Andrew Zimmern’s Next Course

A new manifesto from one of Minnesota’s culinary voices
Andrew Zimmern and Barton Seaver

Photo by Eric Wolfinger

Andrew Zimmern arrived in the Twin Cities nearly 35 years ago, at a moment when Minnesota’s culinary reputation was still largely local. The state had great ingredients, hardworking farmers, and deep food traditions—but little national recognition. Zimmern saw potential long before the rest of the country caught on.

“When I first came here, there were only a handful of restaurants doing things really well,” he recalls. “We had incredible food culture, but not what anyone would have called a national food scene.” Today, that has changed entirely. Minnesota restaurants routinely earn national acclaim, and Zimmern isn’t surprised. He predicted the shift more than a decade ago, pointing to the region’s long-standing relationship with local producers, preservation, and scratch cooking—practices that were later rebranded elsewhere as “farm to table.”

Barton Seaver and Andrew Zimmern at Hog Island Oyster Farm in California

Photo by Eric Wolfinger

Long before it was trendy, Zimmern was sourcing poultry directly from Minnesota farmers, collaborating with producers on flavor and quality. “That’s why our dishes tasted different,” he says. “Because the food started differently.” What Minnesota had, he argues, was breadth—an ability to eat extraordinarily well across cuisines and neighborhoods—if not always the depth of coastal food cities. That breadth has only expanded as immigration, travel, and global influence reshaped the Twin Cities.

Zimmern credits much of the region’s evolution to chefs who invested deeply in community and mentorship, creating ripple effects still felt today. He’s equally candid about where Minnesota can continue to grow, particularly in better elevating immigrant food cultures that already thrive here. “We don’t need to reinvent these cuisines,” he says. “We need to respect them, support them, and let people find them.”

Though Zimmern’s career has taken him across the globe—as a television host, producer, author, and food advocate—his ties to Minnesota remain strong. And now, as he promotes his newest release, “The Blue Food Cookbook,” that connection feels especially relevant.
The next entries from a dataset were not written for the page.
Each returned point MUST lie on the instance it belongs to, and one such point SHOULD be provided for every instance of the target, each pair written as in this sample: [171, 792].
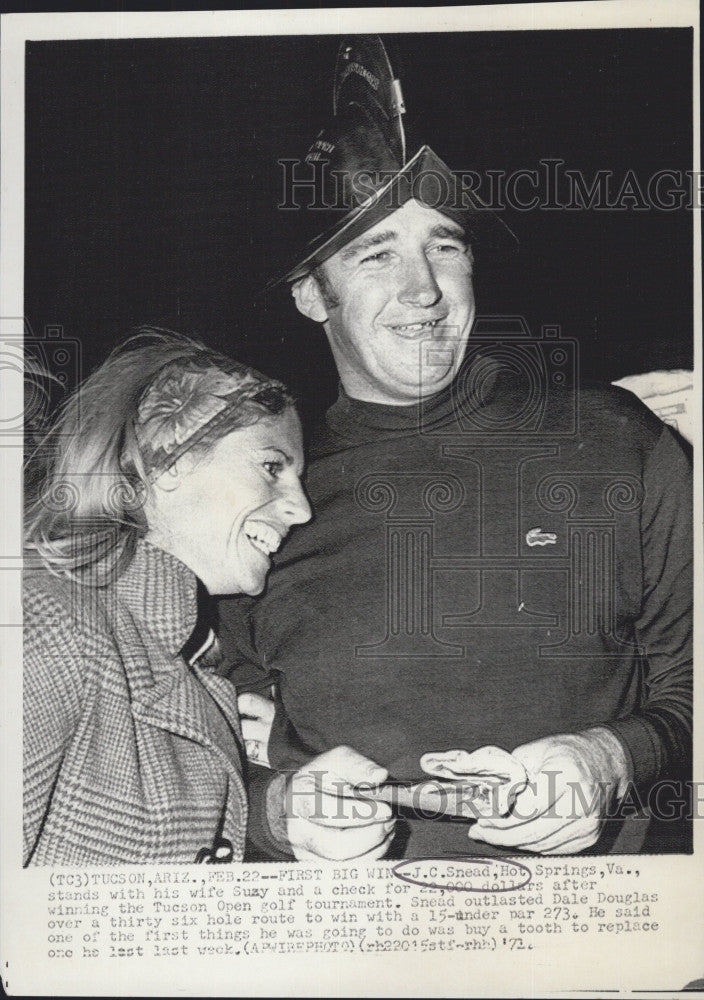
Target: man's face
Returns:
[398, 306]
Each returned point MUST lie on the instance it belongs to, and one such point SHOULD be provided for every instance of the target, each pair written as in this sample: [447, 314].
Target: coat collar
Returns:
[161, 594]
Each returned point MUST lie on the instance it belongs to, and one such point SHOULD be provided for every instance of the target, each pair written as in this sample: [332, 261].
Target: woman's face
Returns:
[224, 513]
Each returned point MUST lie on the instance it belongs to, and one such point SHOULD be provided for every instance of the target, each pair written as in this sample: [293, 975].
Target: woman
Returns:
[171, 475]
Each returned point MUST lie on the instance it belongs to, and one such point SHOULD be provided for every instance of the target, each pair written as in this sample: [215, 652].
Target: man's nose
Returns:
[418, 285]
[295, 503]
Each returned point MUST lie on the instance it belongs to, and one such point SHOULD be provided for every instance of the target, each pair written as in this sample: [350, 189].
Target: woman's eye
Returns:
[274, 467]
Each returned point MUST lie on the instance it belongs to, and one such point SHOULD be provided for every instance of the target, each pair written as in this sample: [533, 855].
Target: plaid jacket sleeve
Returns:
[53, 689]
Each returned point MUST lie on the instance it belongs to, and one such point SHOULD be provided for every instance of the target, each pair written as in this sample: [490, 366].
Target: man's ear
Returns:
[309, 299]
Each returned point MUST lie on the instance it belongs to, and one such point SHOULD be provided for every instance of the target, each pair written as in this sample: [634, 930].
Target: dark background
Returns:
[152, 184]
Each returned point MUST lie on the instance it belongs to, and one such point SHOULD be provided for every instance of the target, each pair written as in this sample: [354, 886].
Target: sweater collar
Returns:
[162, 593]
[357, 419]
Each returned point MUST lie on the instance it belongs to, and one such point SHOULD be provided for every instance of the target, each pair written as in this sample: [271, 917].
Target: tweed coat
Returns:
[130, 753]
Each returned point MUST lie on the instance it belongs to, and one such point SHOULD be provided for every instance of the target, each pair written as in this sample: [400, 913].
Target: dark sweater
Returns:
[414, 614]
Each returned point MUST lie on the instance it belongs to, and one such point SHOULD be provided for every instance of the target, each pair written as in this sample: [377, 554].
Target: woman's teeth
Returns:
[262, 536]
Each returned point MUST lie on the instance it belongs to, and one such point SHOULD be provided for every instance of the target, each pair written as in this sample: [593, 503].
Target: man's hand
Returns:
[572, 778]
[323, 820]
[257, 715]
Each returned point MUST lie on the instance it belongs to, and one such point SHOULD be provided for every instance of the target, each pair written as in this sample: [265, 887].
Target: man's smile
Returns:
[412, 330]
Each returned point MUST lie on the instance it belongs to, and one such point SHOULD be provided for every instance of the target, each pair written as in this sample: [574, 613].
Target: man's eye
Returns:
[274, 467]
[376, 258]
[448, 249]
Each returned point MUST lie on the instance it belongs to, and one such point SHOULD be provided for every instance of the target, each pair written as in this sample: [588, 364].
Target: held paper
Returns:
[468, 925]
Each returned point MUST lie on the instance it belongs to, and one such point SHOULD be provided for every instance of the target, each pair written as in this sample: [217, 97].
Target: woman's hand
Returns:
[257, 715]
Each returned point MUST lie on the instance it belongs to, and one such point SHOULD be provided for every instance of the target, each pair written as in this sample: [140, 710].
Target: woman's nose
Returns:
[419, 286]
[296, 506]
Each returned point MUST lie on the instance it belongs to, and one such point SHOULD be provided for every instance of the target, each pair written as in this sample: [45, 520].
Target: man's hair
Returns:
[326, 290]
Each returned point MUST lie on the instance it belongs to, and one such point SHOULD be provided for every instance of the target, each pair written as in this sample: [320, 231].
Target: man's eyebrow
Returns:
[371, 241]
[449, 232]
[275, 447]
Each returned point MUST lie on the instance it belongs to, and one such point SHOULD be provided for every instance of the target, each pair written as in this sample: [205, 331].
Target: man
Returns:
[497, 558]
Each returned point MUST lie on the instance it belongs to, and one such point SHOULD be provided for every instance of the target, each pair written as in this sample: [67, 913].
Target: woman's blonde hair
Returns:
[86, 481]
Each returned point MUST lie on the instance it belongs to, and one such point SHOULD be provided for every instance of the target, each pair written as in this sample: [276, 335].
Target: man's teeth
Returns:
[416, 327]
[262, 536]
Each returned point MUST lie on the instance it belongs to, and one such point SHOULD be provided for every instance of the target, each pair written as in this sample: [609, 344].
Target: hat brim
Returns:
[430, 181]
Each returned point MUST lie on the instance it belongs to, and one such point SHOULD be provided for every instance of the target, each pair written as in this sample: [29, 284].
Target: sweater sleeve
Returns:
[658, 738]
[53, 686]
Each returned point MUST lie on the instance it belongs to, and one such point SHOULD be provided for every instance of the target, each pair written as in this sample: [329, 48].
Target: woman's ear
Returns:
[170, 478]
[309, 299]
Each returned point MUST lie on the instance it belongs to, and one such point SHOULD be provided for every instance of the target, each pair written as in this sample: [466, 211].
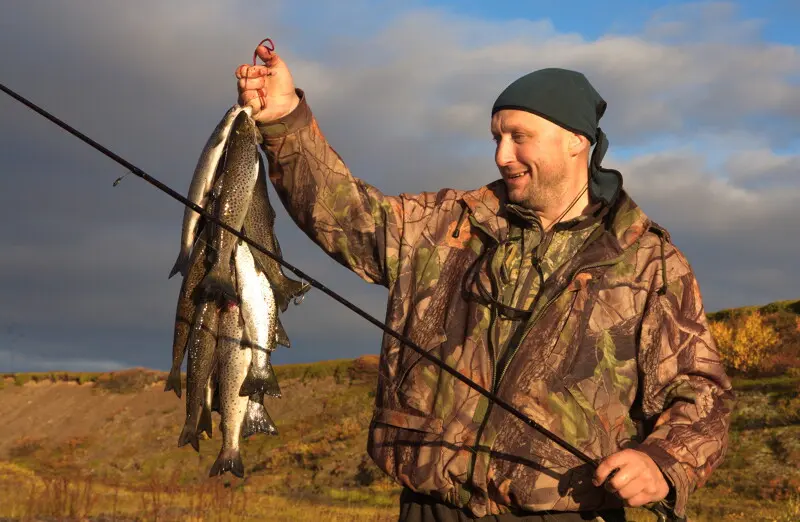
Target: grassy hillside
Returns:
[104, 447]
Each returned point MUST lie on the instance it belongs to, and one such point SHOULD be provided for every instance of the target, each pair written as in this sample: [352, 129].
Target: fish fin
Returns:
[174, 381]
[257, 420]
[228, 460]
[189, 436]
[281, 337]
[205, 424]
[181, 265]
[254, 382]
[272, 388]
[262, 381]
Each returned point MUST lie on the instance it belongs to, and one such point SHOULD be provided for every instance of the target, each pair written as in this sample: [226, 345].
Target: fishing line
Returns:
[659, 510]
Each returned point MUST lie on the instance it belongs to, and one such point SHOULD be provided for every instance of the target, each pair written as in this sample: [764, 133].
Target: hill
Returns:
[103, 446]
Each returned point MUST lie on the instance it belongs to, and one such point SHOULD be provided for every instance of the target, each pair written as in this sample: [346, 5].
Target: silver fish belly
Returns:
[200, 186]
Co-authored with seafood expert Barton Seaver, the book is part cookbook, part manifesto. With 145 recipes and extensive guidance, it aims to demystify seafood for home cooks—challenging myths about cost, sourcing, freshness, and sustainability. “Seafood is guilty before proven innocent,” Zimmern says. “And it shouldn’t be.” He believes blue foods—fish, shellfish, seaweed, and freshwater species—are among the most environmentally responsible and nutritionally powerful proteins available.

At a time when food systems seem increasingly strained, Zimmern is energized by solution-driven work. From producing the PBS series “Hope in the Water” to supporting aquaculture and global food equity initiatives, he’s focused less on spotlighting problems and more on amplifying the people fixing them.

As for where he eats when he’s home? Zimmern laughs. Sometimes, it’s his couch. But when he goes out, Spoon and Stable remains his go-to—proof that Minnesota’s food story, much like Zimmern’s own, continues to evolve while staying rooted in what matters most.